L’astromobile chinoise révèle des indices sur l’intérieur de la Lune
Le manteau lunaire, la couche géologique qui se trouve entre sa croûte de surface et le noyau central, pourrait renfermer des pyroxènes à faible teneur en calcium et des olivines, selon les résultats de la mission lunaire chinoise Chang’E 4.
Image d’entête : une partie de la première image panoramique prise par Chang’e 4 sur la surface lunaire. (Administration spatiale nationale chinoise (CNSA)/ Wikimédia)
En janvier 2019, l’atterrisseur Chang’E 4 s’est posé sur le côté obscur de la Lune, dans le plus grand cratère d’impact du satellite, connu sous le nom de Von Kármán. Il a ensuite déployé une astromobile (rover), le Yutu-2, pour échantillonner et analyser le fond du cratère.
Le site d’atterrissage de Chang’E 4, montrant les cratères d’impact de Von Kármán et Finsen. (Chang’E 4 mission/ Chinese Lunar Exploration Program)
Cette image prise par Chang’E 4 montre le paysage près du site d’atterrissage. (NAOC/ CNSA)
Dans une étude publiée cette semaine (lien plus bas), des chercheurs dirigés par Chunlai Li de l’Académie chinoise des sciences de Pékin présentent la première série de résultats.
Le choix du cratère comme point d’atterrissage de la mission a été motivé par la nature essentiellement géophysique du projet Chang’E 4. Les scientifiques à l’origine de la mission sont déterminés à résoudre un vieux mystère concernant la composition du manteau de la Lune.
La mécanique générale du processus de coalescence de la Lune (agglomération de matière) autour de son noyau de fer dense est considérée comme étant bien comprise.
Au cours d’une phase tardive de la formation lunaire, l’énergie des météorites entrantes a provoqué le réchauffement de ses couches extérieures, qui sont devenues un océan magmatique. Le liquide s’est progressivement séparé avec un minéral relativement léger, un membre du groupe des feldspaths appelé plagioclase, flottant à la surface.
La plagioclase demeure le composant dominant de la croûte.
Pendant ce temps, des minéraux plus lourds, riches en fer, ont sombré dans la coulée magmatique. Finalement, l’océan s’est refroidi et s’est solidifié, stabilisant à la fois le manteau dense et la couche supérieure plus légère.
En l’absence d’une très grande plate-forme de forage, déterminer la composition exacte du manteau représente un défi pour les géophysiciens lunaires.
L’information précédemment obtenue par le biais d’un satellite en orbite indiquait la présence de matériaux fragmentés riches en fer et en magnésium dispersés à la surface dans certaines régions et les identifiait comme étant du pyroxène, une classe minérale qui comprend le jade et de l’olivine, qui est commune sur Terre, de couleur verte.

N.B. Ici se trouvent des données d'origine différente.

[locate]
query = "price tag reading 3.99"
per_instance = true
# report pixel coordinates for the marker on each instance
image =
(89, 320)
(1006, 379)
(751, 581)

Il n’a pas été possible d’établir avec certitude leur provenance dans le manteau, laissant ouverte la possibilité qu’ils puissent être exogènes, provenant peut-être des débris d’une collision de météores. Cependant, les scientifiques travaillant sur le projet chinois ont estimé qu’un météore entrant, suffisamment grand pour créer un cratère massif, aurait pu avoir suffisamment d’élan pour percer la croûte et pénétrer dans le manteau et en projeter des morceaux sur la surface. D’où le choix du cratère Von Kármán.
Li et ses collègues rapportent que les observations faites par le spectromètre visible et le spectromètre dans le proche infrarouge (VNIS) de l’astromobile indiquent la présence des deux mêmes minéraux clés.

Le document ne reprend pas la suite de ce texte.